June 01, 2007

NEWS-FREE JUNE!

The last article I read last night before midnight was about Lindsay Lohan’s self abuse thru alcohol. She has threatened many of her projects, & already in her short life has checked into rehab multiple times. The Disney girl is twenty – don’t many young men & women test their extremes around their sophomore year of college – shouldn’t rehab be for older, crazier celebrities? If I was being handed Million Dollar Bonuses from Michael Eisner, I can only think of three big green words: Chartreuse, Chartreuse, Chartreuse.
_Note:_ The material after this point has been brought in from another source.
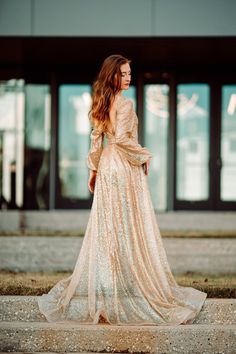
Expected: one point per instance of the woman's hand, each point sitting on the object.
(92, 180)
(146, 167)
Tangentially or not, it was a fitting gross overdose of nonsense media before NEWS-FREE JUNE. Why am I performing this withdrawal? I’ll tell you. While I was working at my bookstore, I lost all focus & the ability to read a book. I spent this repartitioned time reading online newspapers (mostly the NY Times & the Economist). Will cold turkey on newspapers let me read books again? There could be other sources which are poisoning my relationship to literature, even simply my selection, but there are other good reasons to give myself a break:

One, the more you read the news, the slower it seems to happen. It occurs to the casual observer that some serious shifts need to happen in politics & culture – & a watched expectorator never expectorates. I’m doing this for the good of the country.

Also, the beginning of summer is a sleepy time for international revolutions. Could the Decembrist Uprising have happened in June? I can’t think of any thing important ever happening in June. Remember June, 2001, even our virgin commander was gardening.

Thirdly, I’ll be in a good place to avoid the cyber papyruses. In preparation to spend some time this month at this arts farm, I was given a yellowed paperback of G.I. Gurdjieff’s Meetings With Remarkable Men, on the cover of which is a still from the classic Peter Brook film. This morning, honoring my seismic shift in reading materials, I laboriously ascended a mountain of learning (meaning, it was 90 degrees & humid as I walked up the hill to Cornell’s library), & read the introduction. I have been following some omens & coincidences recently, but the fact that the bulk of Gurdjieff’s somewhat silly introduction is ‘quoting’ an elder Persian wise man, & most of that wise man’s speech is a rant again Journalism, was almost too perfect.

The Persian tells a series of anecdotes to illustrate why Journalism is bad for the good of society. In the first, an Armenian living in Tehran is inspired by repeated newspaper advertisements to buy certain sausages for dinner, & mortally poisons himself & his entire family. The executor of his will discovers that the shipment of meat was intended to be exported, but when it missed its deadline, some expense was spent to dump it in Tehran, hence the urgent & deceptive ads. Why are things advertised & how does that affect the content of commercial writing? At least today, we don’t have to worry about the safety of our meat. Ha!

The second anecdote seems almost Melvillean. The elder Persian, whilst staying in Baku, believes a newspaper review that a certain actress is worth seeing. He goes to see her perform, & feels betrayed by the review, because she sucks. “But even taking into consideration my personal standpoint, I must confess that in all my life I had never seen anybody to compare with this celebrity for lack of talent & absence of even the most elementary notions of the principles of playing a role.” (That’s the type of subtle wordy humor which reminded me of Melville.) He goes on to explain that a rich man had bribed various insiders to make a celebrity of his girlfriend. (That’s why the image for the blog entry is William Randolph Hearst’s mistress, Marion Davies, not Lindsay Lohan.)

There’s been a lot of squabbling in the papers in recent months about the integrity of journalism, with fascism & punditism on the rise, & where are the forces that brought down Nixon, et cetera, et cetera. But poor journalism’s just a tool, not a purely sophistic force like Gurdjieff’s elder fears, or an agent of righteousness like David Halberstam’s huge mighty heroes. In all of the Persian's anecdotes, there tend to be foolish or malicious forces behind the scenes which influence the truths conveyed to the public. To do a completely NEWS-FREE JUNE, I'd have to further give up all human-meddled writing, including literature, poetry, religious texts, & the fecund blogosphere.

2 comments:

Anonymous said...

maybe it was working at a bookstore why you stopped reading. like mcdonalds employees being turned off to crisco milkshakes

Anonymous said...

For days I've been dreaming 'bout change in the news.
Four days I've been dreaming 'bout change in the news.